I hear questions quite frequently about what options are best for data pipelines? Should we write code using Pandas or Spark? Should we use AWS Glue or Azure Data Factory? Or maybe SSIS? Where do Airflow and Luigi fit?
I plan to dive into these technologies and provide more clarity into the options we have today, so stay tuned to this site for tutorials and other writeups. But given my experience in this space I want to share my current thinking which I expect will evolve as I dive deeper into the newest cloud offerings.
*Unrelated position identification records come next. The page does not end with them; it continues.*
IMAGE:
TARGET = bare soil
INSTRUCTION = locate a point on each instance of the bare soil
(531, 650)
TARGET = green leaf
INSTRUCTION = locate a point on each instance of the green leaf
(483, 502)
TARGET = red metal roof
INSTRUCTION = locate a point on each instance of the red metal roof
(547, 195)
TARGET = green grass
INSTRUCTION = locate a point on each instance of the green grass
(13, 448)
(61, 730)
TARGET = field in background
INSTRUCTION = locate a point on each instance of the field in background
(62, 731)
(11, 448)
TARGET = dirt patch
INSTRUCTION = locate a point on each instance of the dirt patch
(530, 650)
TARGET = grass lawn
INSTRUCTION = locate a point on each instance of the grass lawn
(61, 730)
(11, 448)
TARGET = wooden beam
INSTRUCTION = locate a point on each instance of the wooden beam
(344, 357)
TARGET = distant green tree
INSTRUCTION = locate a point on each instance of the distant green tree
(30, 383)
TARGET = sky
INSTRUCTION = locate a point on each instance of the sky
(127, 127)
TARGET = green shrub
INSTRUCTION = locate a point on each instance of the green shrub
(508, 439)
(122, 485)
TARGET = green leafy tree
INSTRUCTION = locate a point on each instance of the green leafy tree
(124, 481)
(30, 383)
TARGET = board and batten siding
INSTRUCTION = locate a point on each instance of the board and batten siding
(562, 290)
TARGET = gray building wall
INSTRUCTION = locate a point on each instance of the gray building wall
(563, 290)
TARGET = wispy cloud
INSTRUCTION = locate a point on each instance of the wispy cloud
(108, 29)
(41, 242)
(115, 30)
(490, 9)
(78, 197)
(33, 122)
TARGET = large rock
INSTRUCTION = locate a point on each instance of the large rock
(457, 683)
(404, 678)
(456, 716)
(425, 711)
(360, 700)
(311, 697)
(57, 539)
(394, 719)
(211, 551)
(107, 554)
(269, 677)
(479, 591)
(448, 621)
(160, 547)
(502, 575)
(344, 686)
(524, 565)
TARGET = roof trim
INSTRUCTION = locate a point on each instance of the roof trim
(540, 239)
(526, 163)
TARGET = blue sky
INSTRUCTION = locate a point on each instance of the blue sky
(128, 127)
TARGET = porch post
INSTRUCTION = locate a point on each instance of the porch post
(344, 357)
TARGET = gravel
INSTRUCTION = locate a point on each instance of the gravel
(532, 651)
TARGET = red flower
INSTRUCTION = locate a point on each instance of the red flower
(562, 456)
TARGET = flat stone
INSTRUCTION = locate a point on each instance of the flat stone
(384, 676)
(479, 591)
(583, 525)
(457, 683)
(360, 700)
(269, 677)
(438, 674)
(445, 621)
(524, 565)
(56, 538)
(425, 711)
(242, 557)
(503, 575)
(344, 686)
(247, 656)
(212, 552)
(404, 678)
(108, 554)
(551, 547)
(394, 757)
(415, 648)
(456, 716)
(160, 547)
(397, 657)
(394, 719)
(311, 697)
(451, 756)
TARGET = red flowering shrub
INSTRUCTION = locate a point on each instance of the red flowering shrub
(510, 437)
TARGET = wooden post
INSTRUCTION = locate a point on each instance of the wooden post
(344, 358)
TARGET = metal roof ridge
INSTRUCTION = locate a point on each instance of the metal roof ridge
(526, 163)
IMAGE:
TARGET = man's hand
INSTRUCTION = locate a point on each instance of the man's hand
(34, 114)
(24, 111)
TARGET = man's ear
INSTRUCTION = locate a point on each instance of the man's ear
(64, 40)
I used to work with and at times help sell an ETL tool that had a graphical drag and drop interface. I really did like the tool because with a little training you could quickly build a basic ETL job. These types of ETL tools took me far in my career and I still like them if pulling data from a database that has a static or slow changing data model. They make it simple to do simple things once we learn the basics. But there are limits to what the built-in connectors and transformation options can do, so we still end up writing logic in SQL or a programming language to cover additional cases. One important note, the applications I used did not have a way to convert the jobs built with a visual interface into code, which is something some of the newer technologies provide. The main downside with the tools I used is that the basic techniques expected in software development projects just didn’t fit well with the ETL tools I tried.
About 4 years ago I suggested we are better off without a graphical tool that abstracts a lot of the work. It was not because the ETL tools we could have chosen weren’t better for certain tasks, but overall we preferred Python and SQL to move and process our data. The primary reasons we went down this path were for increased flexibility, portability, and maintainability.
One of my top regrets leading a Data Warehousing team that used an ETL tool is that we felt limited by what the tool was capable of doing. Elements of ETL that were not as important when the team started were not easily supported by the tool. The best example of this was reading from a REST API. Another was working with JSON data as a source. I’m sure we could find a tool that can do this for us now, but what else will we encounter in the future? Most of the data we want to consume comes from cloud vendors or messaging systems such as Kafka. So can we find a tool that integrates well with everything we use now and in the future? If we are using core Python, Pandas, or Spark we have no limits on what is possible for us to build. There are many libraries that are already built which we can leverage, and we can modify our libraries as new ideas come up rather than being stuck with what a tool provides out of the box. In many cases we trade off having a longer ramp up period to get our first build working in order to have more flexibility and control down the road, but it cuts down the amount of frustrating rework when systems change.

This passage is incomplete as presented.